おっふぅ…………。
「ああ。今日何か違うと思ったら前髪下ろしてたのね。久々で可愛いわ」
「ありがと奈々……。でも今はそんなことどうでもいい雰囲気だってことを察してクダサイ」
食堂に入るとすぐ目に飛び込んできたプラチナの髪。その横には、積み上げられた無数の箱や袋。

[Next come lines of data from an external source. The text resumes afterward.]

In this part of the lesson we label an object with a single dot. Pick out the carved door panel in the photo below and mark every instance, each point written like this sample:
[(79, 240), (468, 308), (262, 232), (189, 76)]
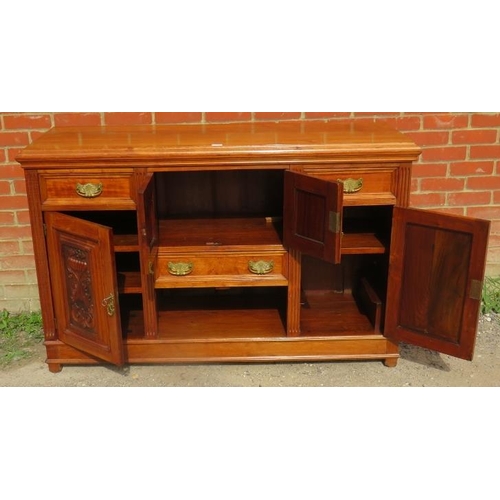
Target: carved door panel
[(435, 280), (82, 269), (147, 223), (313, 216)]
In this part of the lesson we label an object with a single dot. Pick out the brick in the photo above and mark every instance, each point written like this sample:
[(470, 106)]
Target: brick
[(467, 168), (403, 123), (228, 117), (21, 291), (14, 139), (485, 152), (491, 212), (187, 117), (27, 247), (451, 210), (128, 118), (12, 153), (429, 170), (485, 120), (9, 247), (18, 305), (7, 218), (375, 113), (429, 138), (442, 184), (27, 121), (76, 119), (444, 154), (23, 217), (467, 198), (484, 182), (474, 136), (318, 115), (427, 199), (278, 116), (13, 202), (11, 277), (17, 231), (495, 227), (17, 262), (5, 188), (35, 134), (19, 186), (445, 121)]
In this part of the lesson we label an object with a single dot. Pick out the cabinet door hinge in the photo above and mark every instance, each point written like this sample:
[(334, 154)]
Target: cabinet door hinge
[(476, 289), (334, 222)]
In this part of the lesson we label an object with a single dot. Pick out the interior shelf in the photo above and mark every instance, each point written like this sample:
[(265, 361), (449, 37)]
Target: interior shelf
[(129, 282), (222, 314), (362, 243), (214, 233), (126, 242)]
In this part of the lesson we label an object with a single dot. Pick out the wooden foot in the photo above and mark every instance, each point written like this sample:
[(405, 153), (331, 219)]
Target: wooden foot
[(55, 367), (390, 362)]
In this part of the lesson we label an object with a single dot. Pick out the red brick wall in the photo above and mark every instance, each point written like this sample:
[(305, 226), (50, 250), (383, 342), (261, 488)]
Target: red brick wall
[(458, 172)]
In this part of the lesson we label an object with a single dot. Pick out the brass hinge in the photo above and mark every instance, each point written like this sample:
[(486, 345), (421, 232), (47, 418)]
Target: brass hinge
[(334, 222), (476, 289)]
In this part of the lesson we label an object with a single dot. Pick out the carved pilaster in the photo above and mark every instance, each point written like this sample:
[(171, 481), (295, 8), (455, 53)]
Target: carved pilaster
[(293, 307), (41, 261)]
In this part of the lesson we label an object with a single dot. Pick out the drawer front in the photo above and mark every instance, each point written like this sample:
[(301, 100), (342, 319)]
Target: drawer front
[(217, 269), (87, 191), (363, 185)]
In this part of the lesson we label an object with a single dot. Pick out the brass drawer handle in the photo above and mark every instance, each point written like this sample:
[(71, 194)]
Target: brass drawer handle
[(109, 304), (89, 190), (352, 185), (260, 266), (180, 268)]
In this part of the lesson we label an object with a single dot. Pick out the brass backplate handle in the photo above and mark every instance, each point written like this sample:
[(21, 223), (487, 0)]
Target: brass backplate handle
[(89, 190), (260, 266), (351, 185), (109, 304), (180, 268)]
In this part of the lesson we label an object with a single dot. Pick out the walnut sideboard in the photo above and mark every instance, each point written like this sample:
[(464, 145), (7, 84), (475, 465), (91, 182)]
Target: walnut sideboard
[(244, 243)]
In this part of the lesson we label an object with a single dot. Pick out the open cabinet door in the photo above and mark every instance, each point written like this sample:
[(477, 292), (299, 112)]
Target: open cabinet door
[(435, 280), (147, 223), (82, 270), (313, 216)]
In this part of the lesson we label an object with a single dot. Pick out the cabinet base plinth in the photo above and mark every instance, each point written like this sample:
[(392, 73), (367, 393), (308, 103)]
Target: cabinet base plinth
[(296, 349)]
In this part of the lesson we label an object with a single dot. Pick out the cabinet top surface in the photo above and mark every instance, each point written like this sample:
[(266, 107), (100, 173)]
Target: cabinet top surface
[(240, 142)]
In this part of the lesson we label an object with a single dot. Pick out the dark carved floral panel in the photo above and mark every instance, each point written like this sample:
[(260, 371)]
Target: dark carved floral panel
[(79, 288)]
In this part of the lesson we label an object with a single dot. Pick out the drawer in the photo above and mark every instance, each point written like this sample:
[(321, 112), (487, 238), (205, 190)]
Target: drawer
[(87, 191), (219, 269), (362, 185)]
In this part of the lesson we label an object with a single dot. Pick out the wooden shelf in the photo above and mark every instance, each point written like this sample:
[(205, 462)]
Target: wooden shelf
[(223, 233)]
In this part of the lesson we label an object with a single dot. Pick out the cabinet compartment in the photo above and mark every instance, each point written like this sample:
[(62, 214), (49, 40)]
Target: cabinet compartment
[(343, 299), (212, 313), (220, 193)]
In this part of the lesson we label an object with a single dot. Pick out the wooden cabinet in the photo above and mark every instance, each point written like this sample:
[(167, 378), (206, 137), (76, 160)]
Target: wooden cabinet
[(244, 243)]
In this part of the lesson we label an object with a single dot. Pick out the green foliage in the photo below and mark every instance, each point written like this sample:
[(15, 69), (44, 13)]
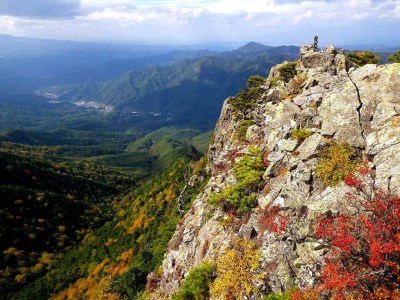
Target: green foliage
[(249, 170), (248, 173), (246, 98), (276, 296), (145, 221), (361, 58), (336, 162), (197, 284), (288, 71), (395, 57), (301, 134), (242, 130)]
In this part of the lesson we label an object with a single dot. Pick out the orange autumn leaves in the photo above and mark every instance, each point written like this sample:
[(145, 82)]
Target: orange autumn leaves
[(97, 284)]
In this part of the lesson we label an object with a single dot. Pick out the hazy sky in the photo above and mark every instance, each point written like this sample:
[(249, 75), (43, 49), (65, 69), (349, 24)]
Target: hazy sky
[(197, 21)]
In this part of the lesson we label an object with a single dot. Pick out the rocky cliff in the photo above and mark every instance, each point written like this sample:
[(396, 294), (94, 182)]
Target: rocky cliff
[(360, 107)]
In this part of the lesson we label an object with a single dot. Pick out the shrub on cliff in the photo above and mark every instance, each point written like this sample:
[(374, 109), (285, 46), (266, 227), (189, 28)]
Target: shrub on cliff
[(288, 71), (364, 262), (248, 173), (197, 284), (246, 97), (395, 58), (337, 161), (237, 271)]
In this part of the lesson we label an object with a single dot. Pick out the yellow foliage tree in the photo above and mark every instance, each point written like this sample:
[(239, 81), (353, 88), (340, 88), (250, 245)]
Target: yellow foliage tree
[(237, 271)]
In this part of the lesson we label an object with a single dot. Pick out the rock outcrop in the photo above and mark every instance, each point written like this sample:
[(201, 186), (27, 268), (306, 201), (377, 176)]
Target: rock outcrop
[(361, 108)]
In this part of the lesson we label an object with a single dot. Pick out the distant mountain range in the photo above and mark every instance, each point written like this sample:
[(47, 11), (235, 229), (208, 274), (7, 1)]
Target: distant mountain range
[(186, 92)]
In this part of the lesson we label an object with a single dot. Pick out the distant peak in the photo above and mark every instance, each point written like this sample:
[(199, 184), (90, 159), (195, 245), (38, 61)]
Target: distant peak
[(253, 47)]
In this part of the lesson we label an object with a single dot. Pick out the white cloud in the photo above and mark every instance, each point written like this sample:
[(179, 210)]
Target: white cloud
[(277, 21)]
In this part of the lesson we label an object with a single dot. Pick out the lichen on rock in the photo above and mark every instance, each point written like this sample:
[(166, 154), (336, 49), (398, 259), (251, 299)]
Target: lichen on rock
[(361, 109)]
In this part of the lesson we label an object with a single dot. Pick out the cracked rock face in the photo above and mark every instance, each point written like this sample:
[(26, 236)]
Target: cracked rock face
[(361, 108)]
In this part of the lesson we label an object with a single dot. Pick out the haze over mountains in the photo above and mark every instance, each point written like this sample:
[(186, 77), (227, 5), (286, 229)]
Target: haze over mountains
[(97, 143)]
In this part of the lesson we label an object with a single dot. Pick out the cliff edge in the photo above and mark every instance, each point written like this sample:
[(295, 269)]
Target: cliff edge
[(323, 102)]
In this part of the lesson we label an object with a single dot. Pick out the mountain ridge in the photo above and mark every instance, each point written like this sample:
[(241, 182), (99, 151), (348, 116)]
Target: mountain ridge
[(301, 109)]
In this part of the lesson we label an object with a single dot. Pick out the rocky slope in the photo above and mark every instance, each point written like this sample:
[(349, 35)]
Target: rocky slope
[(360, 107)]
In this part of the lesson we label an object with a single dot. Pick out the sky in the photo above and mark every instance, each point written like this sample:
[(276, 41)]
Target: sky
[(272, 22)]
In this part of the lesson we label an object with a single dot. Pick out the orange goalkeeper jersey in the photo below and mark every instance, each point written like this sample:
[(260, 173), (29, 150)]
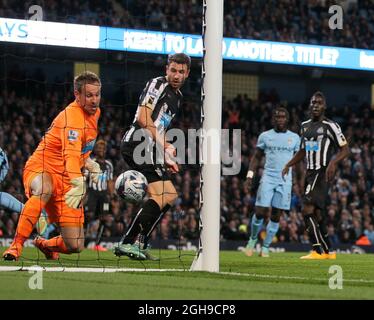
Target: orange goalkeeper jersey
[(68, 142)]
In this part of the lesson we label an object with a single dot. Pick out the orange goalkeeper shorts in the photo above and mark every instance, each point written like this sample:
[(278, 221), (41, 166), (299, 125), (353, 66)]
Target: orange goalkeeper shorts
[(57, 210)]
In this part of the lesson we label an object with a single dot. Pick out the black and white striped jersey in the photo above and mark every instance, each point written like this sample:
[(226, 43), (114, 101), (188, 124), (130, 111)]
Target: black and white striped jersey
[(320, 140), (164, 102), (102, 185)]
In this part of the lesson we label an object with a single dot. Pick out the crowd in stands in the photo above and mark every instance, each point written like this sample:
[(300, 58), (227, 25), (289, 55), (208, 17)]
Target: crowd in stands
[(301, 21), (25, 115)]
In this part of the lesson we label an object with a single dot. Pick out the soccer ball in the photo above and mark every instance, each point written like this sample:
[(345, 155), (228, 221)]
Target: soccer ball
[(131, 186)]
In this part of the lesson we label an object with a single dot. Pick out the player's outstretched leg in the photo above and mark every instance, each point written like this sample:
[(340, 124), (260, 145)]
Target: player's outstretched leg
[(42, 245), (313, 230), (256, 226), (271, 230)]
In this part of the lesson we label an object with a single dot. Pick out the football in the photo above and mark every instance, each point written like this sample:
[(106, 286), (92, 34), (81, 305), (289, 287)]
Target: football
[(131, 186)]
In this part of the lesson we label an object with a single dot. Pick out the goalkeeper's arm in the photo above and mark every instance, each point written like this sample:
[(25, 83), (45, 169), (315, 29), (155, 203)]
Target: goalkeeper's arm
[(74, 196), (94, 169)]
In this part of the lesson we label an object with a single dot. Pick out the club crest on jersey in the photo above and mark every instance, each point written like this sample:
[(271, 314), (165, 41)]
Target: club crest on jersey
[(311, 146), (72, 135)]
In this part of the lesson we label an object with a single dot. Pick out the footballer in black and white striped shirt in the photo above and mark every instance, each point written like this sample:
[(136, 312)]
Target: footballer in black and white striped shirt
[(324, 146)]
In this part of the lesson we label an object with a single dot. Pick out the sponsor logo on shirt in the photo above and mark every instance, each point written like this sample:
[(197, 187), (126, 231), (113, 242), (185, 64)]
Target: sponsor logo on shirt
[(311, 146), (72, 135)]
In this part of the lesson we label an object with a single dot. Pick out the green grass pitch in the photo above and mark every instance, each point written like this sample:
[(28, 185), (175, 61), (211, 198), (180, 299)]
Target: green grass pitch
[(282, 276)]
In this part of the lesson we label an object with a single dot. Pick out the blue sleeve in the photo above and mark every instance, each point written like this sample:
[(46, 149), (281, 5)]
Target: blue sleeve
[(297, 144), (4, 165), (261, 142)]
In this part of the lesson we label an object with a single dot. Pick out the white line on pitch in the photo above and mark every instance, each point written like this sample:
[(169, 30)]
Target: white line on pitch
[(111, 270)]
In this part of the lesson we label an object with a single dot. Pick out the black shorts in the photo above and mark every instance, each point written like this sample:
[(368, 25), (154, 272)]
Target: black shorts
[(153, 172), (97, 202), (316, 188)]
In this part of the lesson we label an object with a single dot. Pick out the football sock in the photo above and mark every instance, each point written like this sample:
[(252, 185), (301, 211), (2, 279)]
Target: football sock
[(28, 218), (256, 226), (313, 230), (10, 202), (57, 244), (143, 221), (271, 230)]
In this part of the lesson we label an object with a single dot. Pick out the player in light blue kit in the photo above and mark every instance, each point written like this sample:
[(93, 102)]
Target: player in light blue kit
[(278, 145), (13, 204)]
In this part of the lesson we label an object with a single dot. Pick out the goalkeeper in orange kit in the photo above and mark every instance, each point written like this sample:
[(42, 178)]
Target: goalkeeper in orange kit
[(52, 176)]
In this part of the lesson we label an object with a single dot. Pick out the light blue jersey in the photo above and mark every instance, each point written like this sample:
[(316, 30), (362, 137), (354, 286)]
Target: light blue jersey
[(279, 148)]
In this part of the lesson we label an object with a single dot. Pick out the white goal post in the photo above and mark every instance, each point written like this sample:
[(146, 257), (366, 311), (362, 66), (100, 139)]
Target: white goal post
[(207, 258)]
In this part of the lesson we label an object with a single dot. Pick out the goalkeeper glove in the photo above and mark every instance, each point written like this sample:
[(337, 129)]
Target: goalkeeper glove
[(94, 168), (75, 195)]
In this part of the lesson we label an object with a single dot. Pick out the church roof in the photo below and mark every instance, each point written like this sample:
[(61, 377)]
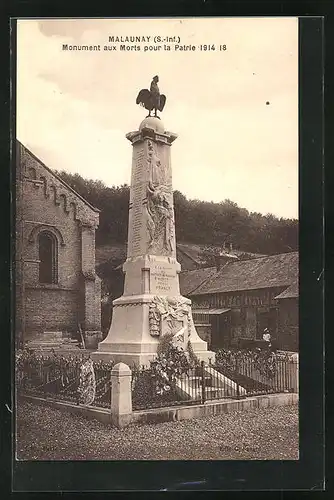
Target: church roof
[(57, 177), (265, 272), (291, 292)]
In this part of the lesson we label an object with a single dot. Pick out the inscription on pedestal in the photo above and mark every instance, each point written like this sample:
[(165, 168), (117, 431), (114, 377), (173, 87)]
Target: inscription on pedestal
[(163, 279), (137, 195)]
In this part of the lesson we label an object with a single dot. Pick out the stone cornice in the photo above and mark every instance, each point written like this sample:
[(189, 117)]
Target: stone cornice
[(149, 133)]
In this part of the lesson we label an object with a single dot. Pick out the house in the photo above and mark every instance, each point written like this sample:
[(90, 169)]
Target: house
[(56, 287), (237, 299)]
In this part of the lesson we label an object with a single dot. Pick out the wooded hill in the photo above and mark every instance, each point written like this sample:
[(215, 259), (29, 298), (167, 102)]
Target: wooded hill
[(200, 222)]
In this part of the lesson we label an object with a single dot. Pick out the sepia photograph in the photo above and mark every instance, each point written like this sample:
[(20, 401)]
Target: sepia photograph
[(157, 239)]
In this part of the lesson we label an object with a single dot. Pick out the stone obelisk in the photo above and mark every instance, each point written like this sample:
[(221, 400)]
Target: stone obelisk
[(151, 305)]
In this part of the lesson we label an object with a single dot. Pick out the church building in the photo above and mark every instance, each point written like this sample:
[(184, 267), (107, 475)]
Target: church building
[(57, 291)]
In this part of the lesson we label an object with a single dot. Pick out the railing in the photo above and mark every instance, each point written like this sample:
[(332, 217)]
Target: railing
[(231, 377), (209, 382), (250, 378), (153, 390), (60, 378)]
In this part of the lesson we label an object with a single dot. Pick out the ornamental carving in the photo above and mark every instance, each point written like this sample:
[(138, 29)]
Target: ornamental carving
[(174, 312), (159, 207)]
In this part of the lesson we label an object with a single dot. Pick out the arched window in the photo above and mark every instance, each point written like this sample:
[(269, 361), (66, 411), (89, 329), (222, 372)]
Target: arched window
[(47, 257)]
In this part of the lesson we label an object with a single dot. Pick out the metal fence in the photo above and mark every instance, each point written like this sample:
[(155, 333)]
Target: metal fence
[(58, 377), (230, 377), (209, 382)]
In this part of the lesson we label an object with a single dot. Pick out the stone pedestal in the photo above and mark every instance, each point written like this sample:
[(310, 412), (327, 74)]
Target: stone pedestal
[(151, 304)]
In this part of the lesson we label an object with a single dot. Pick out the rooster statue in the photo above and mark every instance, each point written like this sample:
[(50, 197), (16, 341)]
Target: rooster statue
[(152, 99)]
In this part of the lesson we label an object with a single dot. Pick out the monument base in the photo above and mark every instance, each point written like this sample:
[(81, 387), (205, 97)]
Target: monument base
[(134, 334)]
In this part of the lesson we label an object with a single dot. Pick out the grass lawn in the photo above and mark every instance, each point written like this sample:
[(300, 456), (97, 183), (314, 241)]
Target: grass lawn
[(260, 434)]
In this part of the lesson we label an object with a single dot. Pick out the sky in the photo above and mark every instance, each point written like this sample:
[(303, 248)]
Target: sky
[(235, 111)]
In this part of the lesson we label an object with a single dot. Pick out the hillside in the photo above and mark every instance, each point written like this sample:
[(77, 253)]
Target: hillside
[(199, 222)]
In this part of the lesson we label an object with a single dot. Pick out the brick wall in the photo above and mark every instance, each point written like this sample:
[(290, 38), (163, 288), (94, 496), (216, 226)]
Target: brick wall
[(51, 309), (45, 203)]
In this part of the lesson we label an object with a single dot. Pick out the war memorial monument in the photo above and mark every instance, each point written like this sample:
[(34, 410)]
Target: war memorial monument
[(151, 305)]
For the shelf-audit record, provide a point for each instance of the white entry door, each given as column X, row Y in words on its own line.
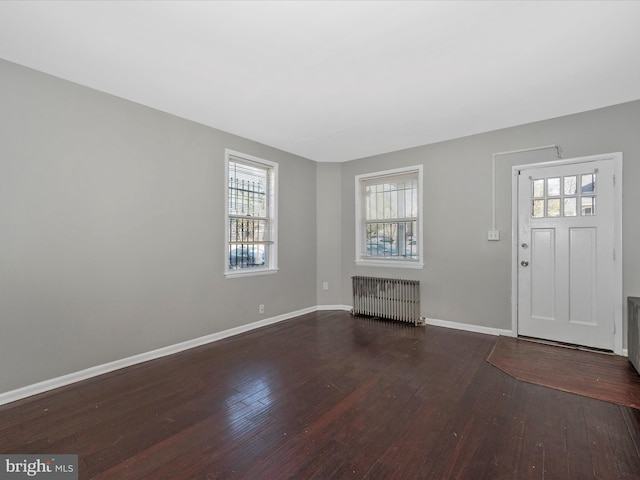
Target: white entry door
column 566, row 256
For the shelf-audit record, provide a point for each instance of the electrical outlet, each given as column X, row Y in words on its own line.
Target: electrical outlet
column 493, row 235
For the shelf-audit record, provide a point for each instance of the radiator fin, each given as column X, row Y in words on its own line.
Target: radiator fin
column 390, row 298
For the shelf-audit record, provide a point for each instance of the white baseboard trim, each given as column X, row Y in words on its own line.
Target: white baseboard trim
column 469, row 328
column 64, row 380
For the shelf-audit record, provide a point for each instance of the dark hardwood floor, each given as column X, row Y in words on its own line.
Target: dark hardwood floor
column 327, row 395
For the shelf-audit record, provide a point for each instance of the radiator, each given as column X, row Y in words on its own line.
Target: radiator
column 388, row 298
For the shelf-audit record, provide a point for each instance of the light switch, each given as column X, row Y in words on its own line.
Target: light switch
column 494, row 235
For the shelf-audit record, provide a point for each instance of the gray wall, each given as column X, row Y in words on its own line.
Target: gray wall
column 111, row 230
column 111, row 242
column 329, row 218
column 466, row 278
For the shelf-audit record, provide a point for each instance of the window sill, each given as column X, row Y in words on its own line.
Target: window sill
column 389, row 263
column 250, row 273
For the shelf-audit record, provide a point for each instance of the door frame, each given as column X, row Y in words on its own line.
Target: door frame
column 617, row 240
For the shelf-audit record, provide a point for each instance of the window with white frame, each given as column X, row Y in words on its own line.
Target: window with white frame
column 389, row 218
column 250, row 223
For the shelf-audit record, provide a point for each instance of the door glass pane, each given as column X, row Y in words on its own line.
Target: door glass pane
column 553, row 207
column 588, row 183
column 570, row 207
column 538, row 188
column 588, row 205
column 553, row 186
column 571, row 185
column 537, row 209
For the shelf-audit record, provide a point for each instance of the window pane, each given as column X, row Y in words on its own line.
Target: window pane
column 588, row 206
column 571, row 185
column 553, row 186
column 538, row 188
column 588, row 184
column 537, row 208
column 389, row 228
column 570, row 207
column 246, row 256
column 245, row 229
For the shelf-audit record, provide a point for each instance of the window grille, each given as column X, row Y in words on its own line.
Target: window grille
column 250, row 214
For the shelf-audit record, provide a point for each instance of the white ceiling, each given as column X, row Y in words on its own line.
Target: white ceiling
column 334, row 81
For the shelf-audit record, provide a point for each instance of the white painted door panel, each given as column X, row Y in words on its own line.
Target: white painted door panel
column 565, row 253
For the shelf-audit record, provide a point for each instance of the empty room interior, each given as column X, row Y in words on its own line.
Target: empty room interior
column 320, row 239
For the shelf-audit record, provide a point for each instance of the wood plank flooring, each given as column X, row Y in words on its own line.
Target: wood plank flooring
column 326, row 396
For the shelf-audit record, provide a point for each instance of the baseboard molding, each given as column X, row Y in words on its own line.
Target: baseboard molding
column 470, row 328
column 64, row 380
column 334, row 307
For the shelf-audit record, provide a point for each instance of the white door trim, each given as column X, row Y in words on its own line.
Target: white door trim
column 618, row 300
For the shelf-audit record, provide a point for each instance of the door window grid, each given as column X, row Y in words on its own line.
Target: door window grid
column 568, row 196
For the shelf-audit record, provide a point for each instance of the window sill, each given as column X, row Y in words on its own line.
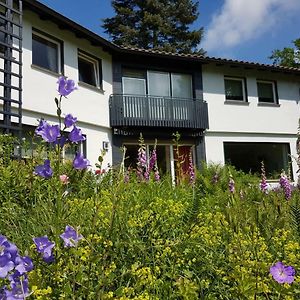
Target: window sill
column 268, row 104
column 49, row 72
column 91, row 87
column 236, row 102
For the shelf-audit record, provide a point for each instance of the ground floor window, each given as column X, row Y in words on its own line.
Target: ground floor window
column 167, row 157
column 248, row 157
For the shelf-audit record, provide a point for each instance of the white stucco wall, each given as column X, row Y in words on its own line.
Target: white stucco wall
column 252, row 122
column 89, row 105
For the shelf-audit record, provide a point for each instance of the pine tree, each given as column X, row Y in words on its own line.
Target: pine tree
column 288, row 57
column 155, row 24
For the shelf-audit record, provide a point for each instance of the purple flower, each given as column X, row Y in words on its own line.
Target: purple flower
column 71, row 237
column 286, row 186
column 23, row 264
column 65, row 86
column 215, row 178
column 153, row 160
column 44, row 246
column 75, row 135
column 19, row 287
column 44, row 170
column 70, row 120
column 282, row 273
column 79, row 162
column 47, row 132
column 191, row 170
column 156, row 175
column 231, row 185
column 6, row 264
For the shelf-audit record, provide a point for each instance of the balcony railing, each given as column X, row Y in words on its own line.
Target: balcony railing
column 153, row 111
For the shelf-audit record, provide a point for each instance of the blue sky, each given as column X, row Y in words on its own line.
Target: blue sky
column 238, row 29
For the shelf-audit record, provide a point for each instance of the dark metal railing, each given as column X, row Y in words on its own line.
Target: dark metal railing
column 10, row 66
column 155, row 111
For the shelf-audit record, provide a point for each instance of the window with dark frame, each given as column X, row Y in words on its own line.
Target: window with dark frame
column 235, row 89
column 266, row 91
column 89, row 70
column 2, row 34
column 45, row 53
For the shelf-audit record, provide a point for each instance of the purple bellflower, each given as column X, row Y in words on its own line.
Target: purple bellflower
column 6, row 264
column 49, row 133
column 75, row 135
column 71, row 237
column 286, row 186
column 65, row 86
column 282, row 273
column 44, row 170
column 70, row 120
column 23, row 264
column 44, row 246
column 19, row 287
column 231, row 185
column 79, row 162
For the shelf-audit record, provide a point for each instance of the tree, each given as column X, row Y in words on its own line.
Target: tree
column 289, row 57
column 155, row 24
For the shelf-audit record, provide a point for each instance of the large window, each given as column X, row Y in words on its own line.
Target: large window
column 89, row 70
column 157, row 83
column 235, row 89
column 248, row 157
column 266, row 91
column 46, row 52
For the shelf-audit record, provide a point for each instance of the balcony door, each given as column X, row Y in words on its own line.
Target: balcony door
column 159, row 92
column 134, row 91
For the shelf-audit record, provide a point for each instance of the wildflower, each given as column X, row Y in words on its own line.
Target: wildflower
column 44, row 170
column 64, row 179
column 71, row 237
column 286, row 186
column 215, row 178
column 282, row 273
column 23, row 264
column 70, row 120
column 231, row 184
column 75, row 135
column 49, row 133
column 156, row 175
column 65, row 86
column 19, row 287
column 191, row 169
column 44, row 246
column 263, row 183
column 6, row 264
column 153, row 160
column 79, row 162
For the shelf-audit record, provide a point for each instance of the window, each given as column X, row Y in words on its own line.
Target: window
column 248, row 157
column 266, row 91
column 46, row 52
column 157, row 83
column 235, row 89
column 89, row 70
column 2, row 34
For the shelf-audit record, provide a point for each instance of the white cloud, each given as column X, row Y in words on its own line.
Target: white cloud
column 240, row 21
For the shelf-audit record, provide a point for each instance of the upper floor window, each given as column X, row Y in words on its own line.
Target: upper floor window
column 46, row 52
column 157, row 83
column 89, row 70
column 266, row 91
column 235, row 88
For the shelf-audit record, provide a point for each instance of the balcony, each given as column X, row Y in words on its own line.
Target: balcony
column 153, row 111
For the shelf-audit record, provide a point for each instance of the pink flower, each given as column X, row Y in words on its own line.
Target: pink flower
column 64, row 179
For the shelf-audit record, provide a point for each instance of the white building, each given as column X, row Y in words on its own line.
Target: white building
column 224, row 110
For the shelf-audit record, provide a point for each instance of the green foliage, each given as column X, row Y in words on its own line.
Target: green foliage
column 151, row 240
column 288, row 56
column 153, row 24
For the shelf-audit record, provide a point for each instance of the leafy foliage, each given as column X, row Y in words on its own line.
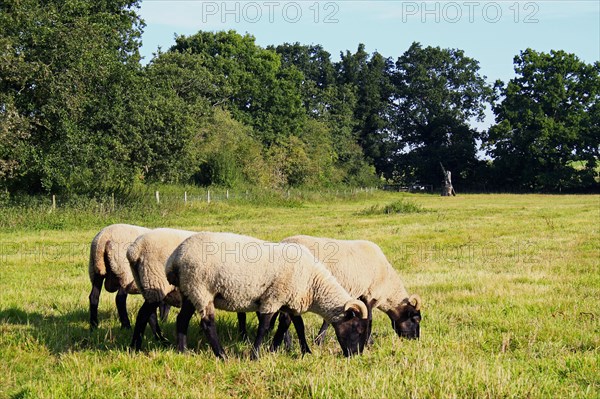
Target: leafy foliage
column 80, row 115
column 547, row 120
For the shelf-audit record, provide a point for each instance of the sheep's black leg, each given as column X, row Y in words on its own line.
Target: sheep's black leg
column 121, row 301
column 164, row 309
column 95, row 300
column 144, row 315
column 299, row 326
column 210, row 329
column 321, row 335
column 282, row 330
column 242, row 326
column 155, row 327
column 183, row 322
column 370, row 318
column 264, row 320
column 287, row 339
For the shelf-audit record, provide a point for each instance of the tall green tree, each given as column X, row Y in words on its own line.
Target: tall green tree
column 437, row 92
column 370, row 77
column 256, row 88
column 65, row 74
column 173, row 104
column 547, row 132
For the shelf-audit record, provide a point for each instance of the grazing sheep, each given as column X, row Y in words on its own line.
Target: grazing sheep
column 108, row 264
column 147, row 257
column 243, row 274
column 363, row 270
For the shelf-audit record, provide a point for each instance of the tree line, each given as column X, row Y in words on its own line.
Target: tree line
column 81, row 114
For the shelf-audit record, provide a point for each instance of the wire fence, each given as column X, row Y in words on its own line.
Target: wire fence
column 217, row 195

挙げ句、今昴に話しかけた女の子は「貰ってください!」と一方的にテーブルに箱を置いて走って逃げて行った。
オーマイガー……。
「あらあら。王子様は大変ね」
「あんなに貰って……そんなバハマ……」
「クソつまんないギャグ言う舌なんて今すぐ噛み切ればいいのに」
必死に自分を駆り立てようとしたあたしを慰めるどころか、死を望む奈々様に涙目です。
「ほら、何食べるのよ」
「……チョコ食べる」
「バカ。それは昴にあげるやつでしょう」
「だってだってあんなにチョコ貰ってさぁっ! あたしのチョコなんていらないじゃんっ!」
「嫉妬って醜いわよねぇ」
「…………」
奈々のバカ! 鬼!
そう思いながらも心が寒いので猿の如く奈々の腕にまきつくあたし。
頭上から溜め息が降ってきたけれど、奈々は何も注文しないあたしに「仕方ないわね」と言ってそのまま歩き出す。
昴たちの元へ行くと、また昴はチョコを渡されていた。
ムスッとして、わざと翔太の隣に座り真向かいの昴を見る。
「トールッ」
……っストップあたし!
笑顔を見せる昴にきゅんとしてしまう自分を心の中でボッコボコに殴りながら、テーブルに紙袋を置いて、その中から2つの小袋を取り出した。
「はいっ! ハッピーバレンタインッ」
もはや投げやりに翔太とキョウにチョコが入った小袋を渡す。